At the other forward spot is Howard, whose flaky behavior in the past six months has been a concern, but whose play on the court has been consistently excellent. Howard is a jack-of-all-trades type who doesn't excel in any one area, but can handle the ball, shoot from mid-range, defend and rebound. His numbers slipped after the Kidd trade a year ago, so between that and the odd behavior there's some concern -- keep an eye on him early in the season.
Meanwhile, behind the scenes Bass had a huge year off the bench as a reserve forward behind Nowitzki. He'll likely take on a greater role this year, and we'll get to see if his outstanding mid-range shooting numbers from last year were a fluke or not.
However, one area to start fretting about is the depth at the perimeter positions. Jerry Stackhouse has been Dallas's primary sixth man the past few years, but his numbers dropped off last year, he turns 34 the first week of the season, and he is a virtual lock to miss 20 games with hamstring problems.
That about does it for proven commodities. The team seems fond of George but he was terrible last year (PER 7.06) and not much better the previous two, while Wright (8.42) has struggled nearly as much at the offensive end. And at the point there's only Barea behind Kidd, although Terry can slide over and play that spot as well. It's possible Green or Singleton could play well enough to plug the dike, but that's hardly something the Mavs can count on.
Magnifying the problem is the age of Dallas' starting backcourt. Kidd is 35 and Terry, 31; while both have been extremely durable, there's little in support should they falter.
That said, they had a long way to fall. Dallas still had the point differential of a 56-win team a year ago, and they still have the best forward combo this side of Boston. Even with all the questionable personnel decisions, it's hard to imagine this team falling out of the top seven in the West. Nowitzki is too good and Carlisle too smart for that to be likely.
If they do slip, age in the backcourt will be the likely cause.
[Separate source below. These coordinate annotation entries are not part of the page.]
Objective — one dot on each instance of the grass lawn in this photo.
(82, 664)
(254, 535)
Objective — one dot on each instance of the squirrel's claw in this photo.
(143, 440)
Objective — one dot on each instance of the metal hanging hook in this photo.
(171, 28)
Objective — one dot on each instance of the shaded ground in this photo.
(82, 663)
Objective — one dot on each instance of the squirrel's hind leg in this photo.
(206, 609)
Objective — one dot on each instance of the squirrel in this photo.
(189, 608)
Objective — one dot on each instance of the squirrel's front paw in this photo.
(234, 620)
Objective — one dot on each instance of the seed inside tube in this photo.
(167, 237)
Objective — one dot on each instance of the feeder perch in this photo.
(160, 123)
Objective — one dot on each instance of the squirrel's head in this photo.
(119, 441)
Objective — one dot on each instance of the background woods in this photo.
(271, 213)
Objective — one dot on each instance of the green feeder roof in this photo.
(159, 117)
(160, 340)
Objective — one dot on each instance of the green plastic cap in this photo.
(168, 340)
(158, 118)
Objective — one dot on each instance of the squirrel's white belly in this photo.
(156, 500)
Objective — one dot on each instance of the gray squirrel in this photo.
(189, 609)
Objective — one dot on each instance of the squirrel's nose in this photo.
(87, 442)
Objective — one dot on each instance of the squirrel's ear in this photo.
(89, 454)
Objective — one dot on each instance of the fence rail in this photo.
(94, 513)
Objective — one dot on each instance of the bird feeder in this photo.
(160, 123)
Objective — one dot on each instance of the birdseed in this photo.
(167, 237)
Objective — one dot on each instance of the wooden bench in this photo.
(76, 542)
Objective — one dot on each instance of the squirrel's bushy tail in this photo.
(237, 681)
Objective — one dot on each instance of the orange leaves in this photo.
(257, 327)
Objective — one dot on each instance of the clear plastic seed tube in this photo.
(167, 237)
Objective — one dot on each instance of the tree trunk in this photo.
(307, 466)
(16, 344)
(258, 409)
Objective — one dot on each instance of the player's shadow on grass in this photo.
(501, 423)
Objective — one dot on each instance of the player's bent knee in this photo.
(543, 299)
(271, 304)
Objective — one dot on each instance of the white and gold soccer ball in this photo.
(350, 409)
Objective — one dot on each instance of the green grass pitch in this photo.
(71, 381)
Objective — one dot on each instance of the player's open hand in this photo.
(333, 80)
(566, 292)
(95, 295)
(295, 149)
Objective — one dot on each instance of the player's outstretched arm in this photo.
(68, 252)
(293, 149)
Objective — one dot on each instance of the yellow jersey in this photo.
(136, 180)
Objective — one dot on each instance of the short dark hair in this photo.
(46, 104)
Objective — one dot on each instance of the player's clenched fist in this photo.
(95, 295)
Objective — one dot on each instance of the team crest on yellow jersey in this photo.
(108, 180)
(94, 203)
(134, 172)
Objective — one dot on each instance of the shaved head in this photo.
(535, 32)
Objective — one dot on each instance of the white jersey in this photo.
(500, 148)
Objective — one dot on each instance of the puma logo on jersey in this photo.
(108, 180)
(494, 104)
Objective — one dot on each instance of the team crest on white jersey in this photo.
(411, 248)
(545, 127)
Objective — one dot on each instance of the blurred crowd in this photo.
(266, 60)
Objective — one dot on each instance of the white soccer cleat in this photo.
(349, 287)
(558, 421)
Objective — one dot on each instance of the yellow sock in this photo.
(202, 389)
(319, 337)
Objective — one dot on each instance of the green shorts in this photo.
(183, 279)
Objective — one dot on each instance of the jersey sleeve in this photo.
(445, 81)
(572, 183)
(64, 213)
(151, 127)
The Kidd-Terry combo looks rock-solid on paper, but old guards can lose it fast, and when teams collapse suddenly that's often the cause.
More likely, they'll end up as one of the "tweeners" in the West -- far better than the bulk of the conference, but not nearly good enough to challenge the likes of Houston, Utah and the Lakers for supremacy.
If so, let's just hope it doesn't lead to any more panic moves.